La película ha sido criticada por sus detractores como algo frívolo que trata el delicado tema del Holocausto de manera jocosa y banal. Sin embargo, lo que Benigni nos quiso hacer ver con su trabajo es totalmente lo contrario: el mensaje para el espectador resultó una oda al optimismo y al sentido del humor como «armas» alternativas para sobrevivir en tiempos de guerra.

Sin necesidad de recrearse en la crudeza de la «solución final», el realizador italiano nos plantea una historia llena de ternura que, aunque triste, funciona también como tremendo homenaje velado a la figura paterna a través del personaje interpretado por el propio Benigni, un Don Quijote que lucha contra gigantes invencibles con el fin de mantener ilusionado a su hijo y demostrarle que, como dice el título, a pesar de todo la vida realmente puede ser bella. Curiosamente, este título  se le ocurrió al actor y director italiano mientras leía la biografía del revolucionario Trotski, quien ha pesar de haber tenido una vida terrible y llena de episodios atroces, concluía sus memorias diciendo: ‘He vivido todo esto pero al final sólo me queda decir una cosa: la vida es bella

Las interpretaciones del reparto son excelentes, destacando el maravilloso trabajo que realiza Roberto Benigni y que, a la postre, le supondría el Oscar como Mejor actor principal aquel mismo año. Tal vez pueda resultar algo histriónico en algunos pasajes de la película, pero ese punto bufonesco era necesario para darle al personaje la comicidad que requería dentro del entorno de tristeza y terror que lo rodeaba. Por otro lado, otro de los aspectos sorprendentes de la película es el acierto de casting con el pequeño Giorgio Cantarini en el papel de Giosué. Su aspecto angelical, bondadoso e ingenuo, nos regala gestos y miradas que hacen todavía más emotiva y cautivadora no sólo su interpretación, sino nuestra percepción de la parte final de la cinta.

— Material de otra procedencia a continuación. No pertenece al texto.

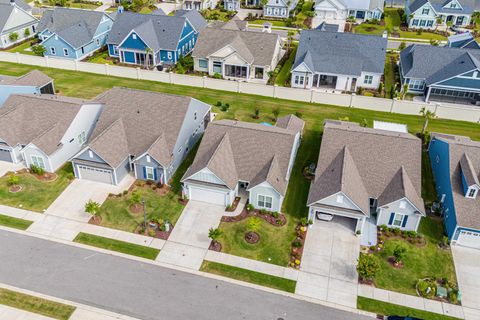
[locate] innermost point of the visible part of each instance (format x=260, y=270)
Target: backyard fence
x=446, y=111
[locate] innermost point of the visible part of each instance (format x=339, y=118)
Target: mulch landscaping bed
x=256, y=213
x=234, y=205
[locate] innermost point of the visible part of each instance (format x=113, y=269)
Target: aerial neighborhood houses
x=441, y=73
x=73, y=34
x=235, y=54
x=16, y=22
x=154, y=39
x=428, y=14
x=350, y=61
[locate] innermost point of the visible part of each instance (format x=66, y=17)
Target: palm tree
x=427, y=115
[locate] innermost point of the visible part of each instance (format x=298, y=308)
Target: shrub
x=367, y=266
x=37, y=170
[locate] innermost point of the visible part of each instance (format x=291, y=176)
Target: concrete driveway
x=188, y=244
x=71, y=202
x=468, y=270
x=328, y=264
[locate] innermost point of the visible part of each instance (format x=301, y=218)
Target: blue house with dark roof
x=442, y=73
x=73, y=33
x=161, y=38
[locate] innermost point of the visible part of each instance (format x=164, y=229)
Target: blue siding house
x=154, y=39
x=442, y=73
x=456, y=166
x=34, y=82
x=73, y=33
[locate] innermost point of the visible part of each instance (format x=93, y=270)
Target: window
x=149, y=173
x=398, y=219
x=38, y=161
x=368, y=79
x=82, y=137
x=264, y=201
x=203, y=63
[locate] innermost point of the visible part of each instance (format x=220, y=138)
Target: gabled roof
x=341, y=53
x=20, y=3
x=435, y=64
x=34, y=78
x=39, y=119
x=466, y=209
x=255, y=153
x=368, y=163
x=254, y=47
x=158, y=31
x=77, y=27
x=134, y=122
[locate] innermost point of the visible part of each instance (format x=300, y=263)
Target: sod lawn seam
x=254, y=277
x=36, y=305
x=117, y=245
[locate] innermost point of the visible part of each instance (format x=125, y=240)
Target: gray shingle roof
x=434, y=63
x=34, y=78
x=158, y=31
x=75, y=26
x=135, y=121
x=466, y=210
x=341, y=53
x=38, y=119
x=20, y=3
x=245, y=151
x=255, y=47
x=368, y=163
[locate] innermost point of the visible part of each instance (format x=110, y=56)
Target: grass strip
x=249, y=276
x=15, y=223
x=385, y=308
x=36, y=305
x=117, y=245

Sin duda, su trabajo influye sobremanera en que algunas secuencias provoquen la inevitable lágrima del espectador.

Al final, La vida es bella, que tiene en su corazón el espíritu del mejor Chaplin, consigue tocarte el alma y emocionarte gracias a todas esas virtudes, pero también a la delicadeza de su guión y a la belleza implícita en sus imágenes. La película del gran Benigni es, en conclusión, un verdadero canto a la libertad, al amor, y sobre todo a la vida.